Nearly 20 years ago, Amy Maglio started out small by founding a global non-profit, an organization with a goal of helping young girls across the world, at the dining room table of her Oak Park home.
In early March, Maglio found out her team’s work was to be rewarded with a $750,000 grant from Twitter CEO Jack Dorsey through his #StartSmall initiative.
“It’s amazing,” Maglio said. “My team sat down and came up with a strategy on how to approach this. We were contacting everybody we knew because we felt we were aligned so perfectly [with the grant opportunity].”
At her home in 2004, Maglio founded the nonprofit Women’s Global Education Project, which promotes girls’ education in rural Africa. The organization partners with groups in Senegal and Kenya to provide education to every girl, no matter their background.
During WGEP’s first year, Maglio said they were able to help 12 girls. Since then, the organization estimates it’s helped more than 18,000 girls in more than 170 rural villages in Africa.
“This all really came from my experience as a Peace Corps volunteer in Senegal,” Maglio said. “I helped my host sister go to school for the first time. I saw firsthand the impact school can have on a girl’s confidence and her future.”
Last year, Dorsey announced he was transferring $1 billion, or about 28% of his wealth, to the #StartSmall initiative to fund global COVID-19 relief, girls’ health and education.
Upon hearing the news, Maglio said she and her team members began networking in an effort to secure a grant from Dorsey.

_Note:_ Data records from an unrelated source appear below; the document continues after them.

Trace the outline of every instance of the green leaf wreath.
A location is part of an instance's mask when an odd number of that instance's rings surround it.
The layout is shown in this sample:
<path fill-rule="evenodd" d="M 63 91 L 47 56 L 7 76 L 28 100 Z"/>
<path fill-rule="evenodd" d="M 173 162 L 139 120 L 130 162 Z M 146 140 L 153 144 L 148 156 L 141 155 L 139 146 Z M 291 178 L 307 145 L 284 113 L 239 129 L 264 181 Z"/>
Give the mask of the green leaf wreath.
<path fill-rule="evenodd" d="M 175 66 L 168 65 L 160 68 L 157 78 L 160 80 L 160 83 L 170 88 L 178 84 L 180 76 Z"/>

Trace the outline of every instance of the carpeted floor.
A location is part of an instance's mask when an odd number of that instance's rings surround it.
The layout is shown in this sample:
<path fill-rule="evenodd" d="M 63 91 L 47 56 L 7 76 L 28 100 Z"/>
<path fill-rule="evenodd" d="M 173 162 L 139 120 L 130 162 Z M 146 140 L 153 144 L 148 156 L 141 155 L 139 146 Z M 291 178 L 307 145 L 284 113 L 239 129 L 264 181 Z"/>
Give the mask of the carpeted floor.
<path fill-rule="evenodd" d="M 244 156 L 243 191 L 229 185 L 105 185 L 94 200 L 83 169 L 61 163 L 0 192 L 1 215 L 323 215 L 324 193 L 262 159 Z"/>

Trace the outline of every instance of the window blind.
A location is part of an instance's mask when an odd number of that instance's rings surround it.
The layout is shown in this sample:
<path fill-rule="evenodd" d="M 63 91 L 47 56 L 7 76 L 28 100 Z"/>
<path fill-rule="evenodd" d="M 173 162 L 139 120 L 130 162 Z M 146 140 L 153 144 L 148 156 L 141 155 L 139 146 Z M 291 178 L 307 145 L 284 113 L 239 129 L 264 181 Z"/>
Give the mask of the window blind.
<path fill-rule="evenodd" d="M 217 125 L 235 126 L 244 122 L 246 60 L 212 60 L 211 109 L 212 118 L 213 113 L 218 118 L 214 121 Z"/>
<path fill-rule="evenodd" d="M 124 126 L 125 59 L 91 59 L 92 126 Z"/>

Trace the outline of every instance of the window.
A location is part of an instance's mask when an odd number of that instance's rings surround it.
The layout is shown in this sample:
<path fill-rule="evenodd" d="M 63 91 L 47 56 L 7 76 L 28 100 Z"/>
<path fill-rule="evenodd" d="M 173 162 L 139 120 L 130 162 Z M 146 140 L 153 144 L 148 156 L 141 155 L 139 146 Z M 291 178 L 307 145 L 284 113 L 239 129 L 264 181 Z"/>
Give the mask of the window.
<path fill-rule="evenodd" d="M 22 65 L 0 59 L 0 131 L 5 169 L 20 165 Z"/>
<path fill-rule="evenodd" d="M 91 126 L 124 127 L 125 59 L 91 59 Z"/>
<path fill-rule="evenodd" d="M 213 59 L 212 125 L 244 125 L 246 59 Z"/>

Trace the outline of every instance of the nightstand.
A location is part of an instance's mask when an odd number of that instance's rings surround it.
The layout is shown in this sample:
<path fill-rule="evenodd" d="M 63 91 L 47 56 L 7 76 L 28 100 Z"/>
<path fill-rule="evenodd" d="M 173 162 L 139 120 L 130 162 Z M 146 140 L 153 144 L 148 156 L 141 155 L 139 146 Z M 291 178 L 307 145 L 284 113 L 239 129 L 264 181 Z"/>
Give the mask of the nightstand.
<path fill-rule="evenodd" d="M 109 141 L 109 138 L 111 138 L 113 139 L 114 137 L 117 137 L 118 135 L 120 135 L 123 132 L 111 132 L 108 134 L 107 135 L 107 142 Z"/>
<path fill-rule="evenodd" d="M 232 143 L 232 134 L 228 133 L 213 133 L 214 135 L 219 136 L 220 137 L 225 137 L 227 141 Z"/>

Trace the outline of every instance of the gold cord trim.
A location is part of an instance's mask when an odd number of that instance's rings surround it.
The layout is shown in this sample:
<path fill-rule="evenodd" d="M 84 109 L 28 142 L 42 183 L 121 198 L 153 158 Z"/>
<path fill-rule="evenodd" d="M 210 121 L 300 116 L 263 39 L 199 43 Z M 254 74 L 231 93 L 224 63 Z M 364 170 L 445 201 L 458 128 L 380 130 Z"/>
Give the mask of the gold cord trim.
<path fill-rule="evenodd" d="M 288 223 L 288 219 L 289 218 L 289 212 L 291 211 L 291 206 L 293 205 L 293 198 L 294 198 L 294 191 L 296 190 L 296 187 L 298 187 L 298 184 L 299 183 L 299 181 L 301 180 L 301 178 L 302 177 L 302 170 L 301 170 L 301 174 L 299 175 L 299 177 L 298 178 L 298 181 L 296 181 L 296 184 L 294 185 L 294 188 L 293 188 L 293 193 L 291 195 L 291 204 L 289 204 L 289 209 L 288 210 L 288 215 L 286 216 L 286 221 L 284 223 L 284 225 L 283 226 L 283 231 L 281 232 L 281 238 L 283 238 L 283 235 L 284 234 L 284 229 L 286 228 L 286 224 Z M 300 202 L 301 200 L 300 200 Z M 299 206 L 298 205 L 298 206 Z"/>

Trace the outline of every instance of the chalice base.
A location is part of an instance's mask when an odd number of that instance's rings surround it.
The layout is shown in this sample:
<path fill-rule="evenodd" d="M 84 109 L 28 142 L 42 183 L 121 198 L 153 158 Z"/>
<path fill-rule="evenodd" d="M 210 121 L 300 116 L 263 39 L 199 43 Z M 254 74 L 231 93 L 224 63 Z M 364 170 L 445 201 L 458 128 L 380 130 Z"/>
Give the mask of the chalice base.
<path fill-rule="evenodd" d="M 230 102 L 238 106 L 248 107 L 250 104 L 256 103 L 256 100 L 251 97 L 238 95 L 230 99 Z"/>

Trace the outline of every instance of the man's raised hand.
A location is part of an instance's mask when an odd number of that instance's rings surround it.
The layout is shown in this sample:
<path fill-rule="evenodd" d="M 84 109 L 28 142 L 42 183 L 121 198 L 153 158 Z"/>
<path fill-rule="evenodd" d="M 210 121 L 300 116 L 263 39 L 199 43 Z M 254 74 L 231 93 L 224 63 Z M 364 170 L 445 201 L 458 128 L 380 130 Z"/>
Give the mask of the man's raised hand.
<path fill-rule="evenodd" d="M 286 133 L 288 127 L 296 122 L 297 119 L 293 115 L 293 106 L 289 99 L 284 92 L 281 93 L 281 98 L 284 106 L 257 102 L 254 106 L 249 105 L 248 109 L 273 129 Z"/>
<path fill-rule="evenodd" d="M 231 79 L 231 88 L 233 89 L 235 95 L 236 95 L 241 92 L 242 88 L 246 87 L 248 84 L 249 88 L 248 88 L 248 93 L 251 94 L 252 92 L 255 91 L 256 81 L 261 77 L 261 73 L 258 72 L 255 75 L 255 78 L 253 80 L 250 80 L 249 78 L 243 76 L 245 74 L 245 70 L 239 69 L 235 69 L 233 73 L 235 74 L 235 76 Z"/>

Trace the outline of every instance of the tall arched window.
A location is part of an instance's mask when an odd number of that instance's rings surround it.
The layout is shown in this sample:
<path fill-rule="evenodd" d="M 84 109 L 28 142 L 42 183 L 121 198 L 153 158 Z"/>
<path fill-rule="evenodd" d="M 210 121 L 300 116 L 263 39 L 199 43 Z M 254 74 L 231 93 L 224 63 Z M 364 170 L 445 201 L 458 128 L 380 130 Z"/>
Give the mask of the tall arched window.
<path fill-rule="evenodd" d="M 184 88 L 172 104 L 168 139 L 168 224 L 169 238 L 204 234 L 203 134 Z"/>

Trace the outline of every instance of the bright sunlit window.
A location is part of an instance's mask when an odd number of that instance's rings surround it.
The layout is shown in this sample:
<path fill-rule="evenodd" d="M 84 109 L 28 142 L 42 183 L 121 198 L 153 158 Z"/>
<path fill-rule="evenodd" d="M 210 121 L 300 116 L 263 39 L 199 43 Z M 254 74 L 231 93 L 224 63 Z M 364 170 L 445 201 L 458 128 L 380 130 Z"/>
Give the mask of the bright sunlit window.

The WGEP team then submitted a formal two-page proposal last September, and waited.
“We thought wow, this is a partner that can make a huge difference in the work we’re doing,” Maglio said. “We had to pivot our programming and reallocate resources to respond directly to the needs on the ground because schools were shutting down there [due to COVID-19]. Girls were in remote areas and not being able to feed themselves, let alone go to school.”
As they waited, Maglio said WGEP kept providing basic materials to those girls it serves, including soap, cleaning supplies and toiletry kits.
Five months later, the WGEP team received an invitation to attend a virtual meeting with #StartSmall. Shortly after, the organization learned it would be receiving $750,000 to help further its efforts.
“At the end of the call, they said they wanted to award us the full $750,000 to help more girls,” Maglio said. “Within a week, the money was transferred. It was the most unbelievable funding grant we’ve had. Nonprofits never work that way. This was more of a trust-based philanthropy. They understood the work we were doing, saw all our financials and said ‘Go off and do this work.’”
WGEP officials say the grant will help expand its community-led education and literacy programs, serve a larger number of adolescent girls and strengthen services to address heightened food insecurity, gender-based violence and illiteracy due to the COVID-19 pandemic.
“Now we’re in the position of doing strategic planning with my teams in Senegal and Kenya to talk about what are our needs now and how we can maximize the amount of girls we serve,” Maglio said. “The second thing we’re looking at is to expand into new communities. We’ll be able to expand our work in Senegal and Kenya, and we’re even looking to expand into other countries in Africa.”
While the grant is a welcome gift to help in the short term, Maglio said she is still keeping a long-term vision in mind with WGEP.
Prior to receiving the #StartSmall grant, WGEP had launched a fundraising campaign called “Our Movement Maker” in an effort to raise $1 million. Currently, the organization has raised about $550,000, Maglio said.
“Really, we want to be able to sustain this growth,” Maglio said. “We are about helping every last girl and giving her, no matter where she’s from or her background, the chance at an education. We start with those who are least advantaged. Without education, they’re kind of stuck in that cycle of poverty. We’re trying to give every girl a chance to get out of that.”